Q4. What is the advantage of single-step procedures?
Single-step procedures have the advantage that corresponding simultaneous confidence intervals are easily available, as previously noted.
Q5. What is the p-value for a given family of null hypotheses?
That is, for a given family of null hypotheses H10 , . . . , H k 0 , an individual hypothesis H j 0 is rejected only if all intersection hypotheses HJ = ⋂ i∈J H i 0 with j ∈ J ⊆ {1, . . . , k} are rejected (Marcus et˜al., 1976).
Q6. What is the scalar test statistic for testing the global null hypothesis?
By construction, the authors can reject an individual null hypothesis Hj0 , j = 1, . . . , k, whenever the associated adjusted p-value is less than or equal to the pre-specified significance level α, i.e., pj ≤ α.
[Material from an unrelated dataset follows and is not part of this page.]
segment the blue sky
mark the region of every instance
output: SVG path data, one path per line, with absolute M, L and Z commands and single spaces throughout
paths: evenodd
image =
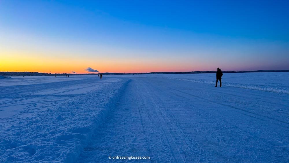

Q7. What is the simplest way to model the response?
The response is modelled by a linear combination of the covariates with normal error εi and constant variance σ 2,Yi = β0 +q ∑j=1βjXij +
Q8. What is the general framework for simultaneous inference?
The general framework described here extends the current canonical theory with respect to the following aspects: (i) model assumptions such as normality and homoscedasticity are relaxed, thus allowing for simultaneous inference in generalized linear models, mixed effects models, survival models, etc.; (ii) arbitrary linear functions of the elemental parameters are allowed, not just contrasts of means in AN(C)OVA models; (iii) computing the reference distribution is feasible for arbitrary designs, especially for unbalanced designs; and (iv) a unified implementation is provided which allows for a fast transition of the theoretical results to the desks of data analysts interested in simultaneous inferences for multiple hypotheses.
Q9. What is the p-value for the jth individual two-sided hypothesis?
In the present context of single-step tests, the (at least asymptotic) adjusted p-value for the jth individual two-sided hypothesis Hj0 : ϑj = mj, j = 1, . . . , k, is given bypj = 1− gν(Rn, |tj|),where t1, . . . , tk denote the observed test statistics.
Q10. What is the p-value for the global null hypothesis?
The resulting global p-value (exact or approximate, depending on context) for H0 is 1 − gν(Rn,max |t|) when T = t has been observed.
Q11. What is the way to test the global null hypothesis?
Another suitable scalar test statistic for testing the global hypothesis H0 is to consider the maximum of the individual test statistics T1,n, . . . , Tk,n of the multivariate statistic Tn = (T1,n, . . . , Tk,n), leading to a max-t type test statistic max(|Tn|).
Q12. What are examples of multiple comparison procedures?
Examples of such multiple comparison procedures include Dunnett’s many-to-one comparisons, Tukey’s all-pairwise comparisons, sequential pairwise contrasts, comparisons with the average, changepoint analyses, dose-response contrasts, etc.
Q13. Why is mcp() not available in multcomp?
Because it is impossible to determine the parameters of interest automatically in this case, mcp() in multcomp will by default generate comparisons for the main effects γj only, ignoring covariates and interactions.
Q14. What is the sequence of n needed to establish -convergence in (4)?
Then the authors haveãnRn = D −1/2 n S ⋆ nD −1/2 n= (anDn) −1/2(anS ⋆ n)(anDn) −1/2P −→ diag(Σ⋆)−1/2 Σ⋆ diag(Σ⋆)−1/2 =: R ∈ Rk,kwhere the convergence in probability to a constant follows from Slutzky’s Theorem (Theorem 1.5.4, Serfling, 1980) and therefore (4) holds.